Wednesday, June 09, 2010

BP's Record Growth in Gulf of Mexico

Reuters reported BP's oil output from the Gulf of Mexico tripled the previous record:

"By far the biggest contribution to production growth came from the U.S., with output rising by 460,000 bpd, the strongest increase since 1970," Christof Ruehl, BP's chief economist, said at a conference for the release of BP Statistical Review of World Energy.

"It was driven by offshore production in the Gulf of Mexico, which grew by 390,000 bpd, triple the previous record growth."

New oil fields and limited disruptions by hurricanes sustained the output increase in the gulf, which accounts for about 28 percent of U.S. oil output, he said.

I reported data from BP's 20-F on the company's Gulf of Mexico production sites. The SEC filing states production grew to 387,000 bpd, not by 390,000 bpd. Who expects accuracy from BP people?

Drilling further into the data, Thunderhorse is mostly responsible for the big increase, producing 133,000 bpd. This rate is within Matt Simmon's range of 100,000 to 150,000 bpd for the Deepwater Horizon spill.

Oil Drum
reported Thunderhorse staved off a catastrophic spill in 2003.

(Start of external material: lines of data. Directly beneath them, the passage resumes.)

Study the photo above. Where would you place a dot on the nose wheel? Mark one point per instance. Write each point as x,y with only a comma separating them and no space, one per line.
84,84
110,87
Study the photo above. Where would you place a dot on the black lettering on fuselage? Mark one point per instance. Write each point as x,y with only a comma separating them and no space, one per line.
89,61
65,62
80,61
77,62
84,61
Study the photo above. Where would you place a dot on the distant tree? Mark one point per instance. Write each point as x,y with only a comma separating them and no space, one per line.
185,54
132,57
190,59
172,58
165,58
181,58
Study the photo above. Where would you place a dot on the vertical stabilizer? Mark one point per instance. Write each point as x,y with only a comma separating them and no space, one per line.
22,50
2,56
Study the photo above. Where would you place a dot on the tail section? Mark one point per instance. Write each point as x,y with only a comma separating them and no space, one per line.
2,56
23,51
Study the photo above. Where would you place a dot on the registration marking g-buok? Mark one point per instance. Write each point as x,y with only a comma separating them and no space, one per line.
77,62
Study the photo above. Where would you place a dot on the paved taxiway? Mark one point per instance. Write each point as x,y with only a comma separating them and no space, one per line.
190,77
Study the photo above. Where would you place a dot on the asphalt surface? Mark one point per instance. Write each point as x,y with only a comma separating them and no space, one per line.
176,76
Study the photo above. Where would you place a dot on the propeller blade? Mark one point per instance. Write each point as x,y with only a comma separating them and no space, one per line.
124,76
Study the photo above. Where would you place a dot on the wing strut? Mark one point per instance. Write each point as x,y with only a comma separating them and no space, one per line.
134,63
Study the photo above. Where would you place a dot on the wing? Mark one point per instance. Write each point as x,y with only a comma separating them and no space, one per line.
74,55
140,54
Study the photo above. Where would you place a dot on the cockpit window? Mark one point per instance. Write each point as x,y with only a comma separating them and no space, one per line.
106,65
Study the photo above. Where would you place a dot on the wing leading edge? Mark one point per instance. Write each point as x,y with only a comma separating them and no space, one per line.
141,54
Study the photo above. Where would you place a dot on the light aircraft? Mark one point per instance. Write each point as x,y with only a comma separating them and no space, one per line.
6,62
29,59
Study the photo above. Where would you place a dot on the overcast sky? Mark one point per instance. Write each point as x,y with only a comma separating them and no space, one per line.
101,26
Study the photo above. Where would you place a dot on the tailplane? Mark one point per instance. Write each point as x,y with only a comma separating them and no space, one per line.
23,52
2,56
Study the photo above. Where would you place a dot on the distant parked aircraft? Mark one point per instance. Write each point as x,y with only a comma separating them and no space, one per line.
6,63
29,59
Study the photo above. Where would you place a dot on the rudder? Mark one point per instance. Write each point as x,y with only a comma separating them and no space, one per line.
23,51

In May 2003, the Transocean drillship Discoverer Enterprise, under contract from BP, was getting ready to pull out of a nearly-completed development well for the Thunderhorse project in the Gulf of Mexico, about 40 miles south of the current (2010) spill at the Macondo prospect. For some reason, the ship was dragged off its position such that the riser reaching down 6000 feet to the well at the seafloor was snapped off in two places. In this case, a blind-shear ram blow out preventer (BOP) did its job, sealing off the well below and preventing what could have been the largest U.S. oil spill. As it was, the only thing spilled was the drilling mud remaining in the various riser pieces dangling from the ship, buried in mud, or stuck vertically into the seafloor.
Drilling for oil must be like politics, ugly at the detail level. Recall President Obama's lecture on the financial crisis, which turned into:

I believe we are going to need to increase domestic oil production.
Sausage making produces oil as a byproduct, doesn't it?